Japanese artist Yuki Kimura’s installations, in which photographic images also function as sculptural objects, prompt us to investigate the material world through its artifacts. She frequently combines appropriated photographs and original photography with found objects, ephemera, and even furniture to build new sites for exploration. The interpretation of the complex narrative systems that she creates relies on a delicately balanced relationship between the viewer, the picture(s), the object(s), and the overall space of her installations. Kimura’s work thus fragments and disrupts such visual and conceptual frameworks as still-life, portraiture, design, architecture, landscape photography, and sculpture.
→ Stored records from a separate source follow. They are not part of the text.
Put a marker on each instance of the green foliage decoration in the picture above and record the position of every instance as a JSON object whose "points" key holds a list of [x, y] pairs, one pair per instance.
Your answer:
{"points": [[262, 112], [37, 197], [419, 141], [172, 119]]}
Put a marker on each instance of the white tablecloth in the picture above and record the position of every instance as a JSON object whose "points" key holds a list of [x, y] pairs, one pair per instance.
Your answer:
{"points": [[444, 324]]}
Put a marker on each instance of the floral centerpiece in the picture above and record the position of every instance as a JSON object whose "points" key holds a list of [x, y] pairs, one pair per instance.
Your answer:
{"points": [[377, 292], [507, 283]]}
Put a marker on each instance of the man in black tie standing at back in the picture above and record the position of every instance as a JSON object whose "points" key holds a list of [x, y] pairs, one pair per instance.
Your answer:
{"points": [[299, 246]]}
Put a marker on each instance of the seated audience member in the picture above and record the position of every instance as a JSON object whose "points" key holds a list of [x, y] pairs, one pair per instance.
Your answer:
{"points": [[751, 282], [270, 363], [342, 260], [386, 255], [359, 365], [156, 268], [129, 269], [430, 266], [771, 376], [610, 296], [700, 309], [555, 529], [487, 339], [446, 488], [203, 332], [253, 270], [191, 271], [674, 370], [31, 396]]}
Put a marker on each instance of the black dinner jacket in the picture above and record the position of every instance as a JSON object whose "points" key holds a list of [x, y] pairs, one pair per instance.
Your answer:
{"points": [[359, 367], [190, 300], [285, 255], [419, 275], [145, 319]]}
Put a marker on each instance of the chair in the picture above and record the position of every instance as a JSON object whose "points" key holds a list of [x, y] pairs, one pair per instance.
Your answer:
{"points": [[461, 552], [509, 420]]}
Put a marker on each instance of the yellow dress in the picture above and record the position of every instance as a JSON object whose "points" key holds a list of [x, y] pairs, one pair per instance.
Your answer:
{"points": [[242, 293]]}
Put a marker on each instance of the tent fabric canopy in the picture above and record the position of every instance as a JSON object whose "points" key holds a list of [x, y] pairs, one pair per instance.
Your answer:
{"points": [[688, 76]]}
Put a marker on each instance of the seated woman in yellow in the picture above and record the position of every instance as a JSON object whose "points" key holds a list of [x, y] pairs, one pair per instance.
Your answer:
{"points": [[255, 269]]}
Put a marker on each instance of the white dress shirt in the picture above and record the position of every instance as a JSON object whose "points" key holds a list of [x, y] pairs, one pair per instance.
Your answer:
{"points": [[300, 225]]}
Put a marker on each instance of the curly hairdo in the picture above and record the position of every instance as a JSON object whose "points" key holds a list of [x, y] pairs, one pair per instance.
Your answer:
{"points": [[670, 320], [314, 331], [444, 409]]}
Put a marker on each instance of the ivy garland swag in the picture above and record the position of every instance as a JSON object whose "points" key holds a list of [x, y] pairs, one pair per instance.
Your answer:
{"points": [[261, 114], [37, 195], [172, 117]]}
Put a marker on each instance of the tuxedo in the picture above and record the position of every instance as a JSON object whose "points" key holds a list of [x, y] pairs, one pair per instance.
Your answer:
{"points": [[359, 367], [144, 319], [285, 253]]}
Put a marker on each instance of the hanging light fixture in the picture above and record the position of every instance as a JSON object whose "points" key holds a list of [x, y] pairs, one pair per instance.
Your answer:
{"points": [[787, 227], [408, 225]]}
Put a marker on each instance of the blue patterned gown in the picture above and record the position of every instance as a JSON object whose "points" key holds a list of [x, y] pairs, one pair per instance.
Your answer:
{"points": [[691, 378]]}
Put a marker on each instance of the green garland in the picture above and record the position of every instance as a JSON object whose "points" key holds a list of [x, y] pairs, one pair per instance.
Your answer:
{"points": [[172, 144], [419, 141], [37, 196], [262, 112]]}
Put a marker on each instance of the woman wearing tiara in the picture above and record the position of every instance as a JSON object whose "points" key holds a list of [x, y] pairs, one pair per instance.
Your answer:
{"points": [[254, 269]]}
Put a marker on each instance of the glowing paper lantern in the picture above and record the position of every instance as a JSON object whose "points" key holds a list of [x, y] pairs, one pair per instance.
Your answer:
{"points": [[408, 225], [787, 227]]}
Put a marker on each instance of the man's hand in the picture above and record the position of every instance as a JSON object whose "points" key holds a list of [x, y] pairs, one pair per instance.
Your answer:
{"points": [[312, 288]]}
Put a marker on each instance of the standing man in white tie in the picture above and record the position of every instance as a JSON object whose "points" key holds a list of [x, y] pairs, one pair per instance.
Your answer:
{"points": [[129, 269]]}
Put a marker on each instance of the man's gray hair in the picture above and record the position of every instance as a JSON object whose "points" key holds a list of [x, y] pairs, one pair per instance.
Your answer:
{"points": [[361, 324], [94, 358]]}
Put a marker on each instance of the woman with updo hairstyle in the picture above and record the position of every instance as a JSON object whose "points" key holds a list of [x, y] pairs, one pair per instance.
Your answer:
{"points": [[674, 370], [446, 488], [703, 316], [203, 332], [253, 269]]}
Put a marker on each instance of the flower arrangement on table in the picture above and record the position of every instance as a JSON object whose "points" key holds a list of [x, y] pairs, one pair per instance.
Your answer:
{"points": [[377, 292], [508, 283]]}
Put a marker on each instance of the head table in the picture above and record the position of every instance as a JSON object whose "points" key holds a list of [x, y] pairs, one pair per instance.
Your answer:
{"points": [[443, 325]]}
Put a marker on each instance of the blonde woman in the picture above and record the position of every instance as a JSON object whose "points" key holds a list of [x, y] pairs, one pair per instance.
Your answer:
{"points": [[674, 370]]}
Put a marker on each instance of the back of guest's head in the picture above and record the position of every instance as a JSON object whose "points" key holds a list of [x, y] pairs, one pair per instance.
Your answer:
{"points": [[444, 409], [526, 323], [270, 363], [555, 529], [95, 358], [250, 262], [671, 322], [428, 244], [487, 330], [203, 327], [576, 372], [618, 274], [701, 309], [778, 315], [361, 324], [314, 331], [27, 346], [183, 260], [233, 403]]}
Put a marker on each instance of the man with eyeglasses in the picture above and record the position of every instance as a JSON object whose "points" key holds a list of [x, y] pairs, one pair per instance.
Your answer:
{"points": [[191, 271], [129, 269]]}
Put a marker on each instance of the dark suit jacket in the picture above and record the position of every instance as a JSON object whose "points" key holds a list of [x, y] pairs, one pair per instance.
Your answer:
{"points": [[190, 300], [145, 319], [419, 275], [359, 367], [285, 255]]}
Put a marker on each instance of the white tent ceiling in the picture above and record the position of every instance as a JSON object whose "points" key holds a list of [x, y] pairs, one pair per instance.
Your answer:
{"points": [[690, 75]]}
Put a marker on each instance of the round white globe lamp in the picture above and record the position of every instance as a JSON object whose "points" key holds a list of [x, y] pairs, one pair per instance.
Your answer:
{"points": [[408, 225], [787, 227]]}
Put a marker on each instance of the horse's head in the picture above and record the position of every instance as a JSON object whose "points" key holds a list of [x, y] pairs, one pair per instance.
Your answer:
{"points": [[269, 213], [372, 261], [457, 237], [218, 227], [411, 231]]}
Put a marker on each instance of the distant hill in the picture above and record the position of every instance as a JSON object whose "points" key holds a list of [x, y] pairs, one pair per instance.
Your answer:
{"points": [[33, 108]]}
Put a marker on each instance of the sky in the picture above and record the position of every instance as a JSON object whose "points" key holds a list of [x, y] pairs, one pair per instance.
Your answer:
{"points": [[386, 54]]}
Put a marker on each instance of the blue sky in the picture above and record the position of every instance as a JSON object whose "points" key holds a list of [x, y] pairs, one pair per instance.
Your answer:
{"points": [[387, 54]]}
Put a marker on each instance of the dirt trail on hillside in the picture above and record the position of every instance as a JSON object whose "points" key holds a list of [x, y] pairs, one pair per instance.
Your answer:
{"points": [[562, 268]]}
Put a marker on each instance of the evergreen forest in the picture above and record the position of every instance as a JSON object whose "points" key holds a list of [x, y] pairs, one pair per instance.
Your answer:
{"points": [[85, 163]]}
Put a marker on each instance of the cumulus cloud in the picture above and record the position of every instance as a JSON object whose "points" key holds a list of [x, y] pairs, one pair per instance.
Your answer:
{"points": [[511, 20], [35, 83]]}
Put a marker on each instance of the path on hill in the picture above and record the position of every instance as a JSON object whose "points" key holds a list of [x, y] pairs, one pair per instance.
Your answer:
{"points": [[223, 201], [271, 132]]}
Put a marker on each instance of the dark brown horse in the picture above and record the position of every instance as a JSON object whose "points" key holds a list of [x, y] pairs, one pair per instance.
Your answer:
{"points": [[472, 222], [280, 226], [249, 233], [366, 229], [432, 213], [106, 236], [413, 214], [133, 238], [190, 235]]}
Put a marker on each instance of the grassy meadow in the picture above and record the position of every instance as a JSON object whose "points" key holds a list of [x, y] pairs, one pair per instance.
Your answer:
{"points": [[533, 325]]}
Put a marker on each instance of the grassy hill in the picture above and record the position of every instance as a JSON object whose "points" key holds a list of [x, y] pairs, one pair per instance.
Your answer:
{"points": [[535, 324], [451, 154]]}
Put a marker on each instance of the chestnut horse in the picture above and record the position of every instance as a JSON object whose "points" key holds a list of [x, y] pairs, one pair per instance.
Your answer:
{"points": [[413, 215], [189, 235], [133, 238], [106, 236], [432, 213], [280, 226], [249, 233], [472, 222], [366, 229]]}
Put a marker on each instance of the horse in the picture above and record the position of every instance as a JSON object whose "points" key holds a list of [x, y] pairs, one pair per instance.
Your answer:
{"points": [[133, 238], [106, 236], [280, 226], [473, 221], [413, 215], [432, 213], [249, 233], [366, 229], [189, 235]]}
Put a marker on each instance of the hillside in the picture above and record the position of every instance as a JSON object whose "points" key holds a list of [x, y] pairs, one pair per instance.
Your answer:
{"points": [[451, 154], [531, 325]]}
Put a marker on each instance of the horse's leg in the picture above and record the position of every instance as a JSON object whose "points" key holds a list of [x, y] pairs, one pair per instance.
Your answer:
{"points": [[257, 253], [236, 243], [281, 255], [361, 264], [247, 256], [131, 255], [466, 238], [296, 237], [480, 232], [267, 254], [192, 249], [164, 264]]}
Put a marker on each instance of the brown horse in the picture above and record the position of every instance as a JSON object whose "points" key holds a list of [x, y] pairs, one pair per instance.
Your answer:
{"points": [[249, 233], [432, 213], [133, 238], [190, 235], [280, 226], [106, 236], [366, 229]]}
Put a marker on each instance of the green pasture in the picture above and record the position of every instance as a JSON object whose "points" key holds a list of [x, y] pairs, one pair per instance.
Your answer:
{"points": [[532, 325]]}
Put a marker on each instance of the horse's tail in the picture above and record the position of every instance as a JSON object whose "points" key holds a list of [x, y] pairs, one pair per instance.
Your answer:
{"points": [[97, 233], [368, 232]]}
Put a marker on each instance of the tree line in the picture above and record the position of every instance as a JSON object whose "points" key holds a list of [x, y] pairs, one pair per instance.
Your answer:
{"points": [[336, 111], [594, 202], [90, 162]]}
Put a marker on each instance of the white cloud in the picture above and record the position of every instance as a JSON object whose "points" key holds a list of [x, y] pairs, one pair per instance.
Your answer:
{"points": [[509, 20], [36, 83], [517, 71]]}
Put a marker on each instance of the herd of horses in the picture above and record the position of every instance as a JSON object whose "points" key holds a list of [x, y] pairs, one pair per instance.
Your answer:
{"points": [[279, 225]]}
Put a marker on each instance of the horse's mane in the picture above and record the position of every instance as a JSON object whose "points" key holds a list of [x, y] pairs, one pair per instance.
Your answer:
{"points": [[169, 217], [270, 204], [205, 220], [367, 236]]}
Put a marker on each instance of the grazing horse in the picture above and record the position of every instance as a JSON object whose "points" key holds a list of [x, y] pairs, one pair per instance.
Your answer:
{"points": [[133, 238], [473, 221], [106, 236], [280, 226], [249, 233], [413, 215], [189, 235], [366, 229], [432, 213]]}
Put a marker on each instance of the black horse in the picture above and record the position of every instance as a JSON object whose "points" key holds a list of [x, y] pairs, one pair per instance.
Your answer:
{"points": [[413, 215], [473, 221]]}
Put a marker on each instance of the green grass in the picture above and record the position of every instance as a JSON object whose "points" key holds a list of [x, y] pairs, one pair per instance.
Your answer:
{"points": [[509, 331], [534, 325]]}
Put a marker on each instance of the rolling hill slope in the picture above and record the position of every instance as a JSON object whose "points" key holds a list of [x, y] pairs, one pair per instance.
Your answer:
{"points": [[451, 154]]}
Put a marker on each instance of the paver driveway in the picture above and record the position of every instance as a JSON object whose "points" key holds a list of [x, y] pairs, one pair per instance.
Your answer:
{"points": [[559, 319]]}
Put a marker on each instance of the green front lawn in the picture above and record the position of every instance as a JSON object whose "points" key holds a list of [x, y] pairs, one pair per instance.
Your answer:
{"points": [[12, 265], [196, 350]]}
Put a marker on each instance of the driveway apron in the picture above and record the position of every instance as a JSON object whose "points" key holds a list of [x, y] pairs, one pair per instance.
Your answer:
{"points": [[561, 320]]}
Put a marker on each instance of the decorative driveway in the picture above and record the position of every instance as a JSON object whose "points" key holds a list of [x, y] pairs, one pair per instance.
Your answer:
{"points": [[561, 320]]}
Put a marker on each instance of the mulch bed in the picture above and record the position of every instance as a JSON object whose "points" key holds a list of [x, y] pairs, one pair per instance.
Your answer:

For her first exhibition in an American museum, Kimura has created new works on site that employ found photographs alongside a new object acquired in and around St. Louis. Cultivated nature plays a role in a series of works that suggest domestic interiors, either in the form of a potted plant, or in fist-sized rocks placed atop images of a zoo and/or a hamster pen. Kimura’s carefully staged environments are enigmatic and open-ended in their poetic (and at times unsettling) juxtaposition of images that evoke the past with three dimensional objects that form part of our lived experience.

Yuki Kimura was born in 1971 in Kyoto, Japan, where she continues to live and work. She has presented her work in the solo exhibitions, Untitled, IZU PHOTO MUSEUM, Shizuoka, Japan (2010); Year 1940 was a leap year starting on Monday, Taka Ishii Gallery, Tokyo (2009); and POSTERIORITY, Daiwa Press Viewing Room, Hiroshima (2009). Her work has been widely exhibited throughout Japan and has been recently featured in major group exhibitions, including the Sixth International Istanbul Biennial (1999) and the Yokohama Triennial (2005), in addition to Kaza Ana / Air Hole: Another Form of Conceptualism from Asia, The National Museum of Art, Osaka (2011); Quiet Attentions: Departure from Women, Contemporary Art Center, Art Tower Mito (2011); and MOT Collection: Plastic Memories—to illuminate “now,” Museum of Contemporary Art, Tokyo (2010).

Yuki Kimura organized for the Contemporary Art Museum St. Louis by Laura Fried, Independent Curator.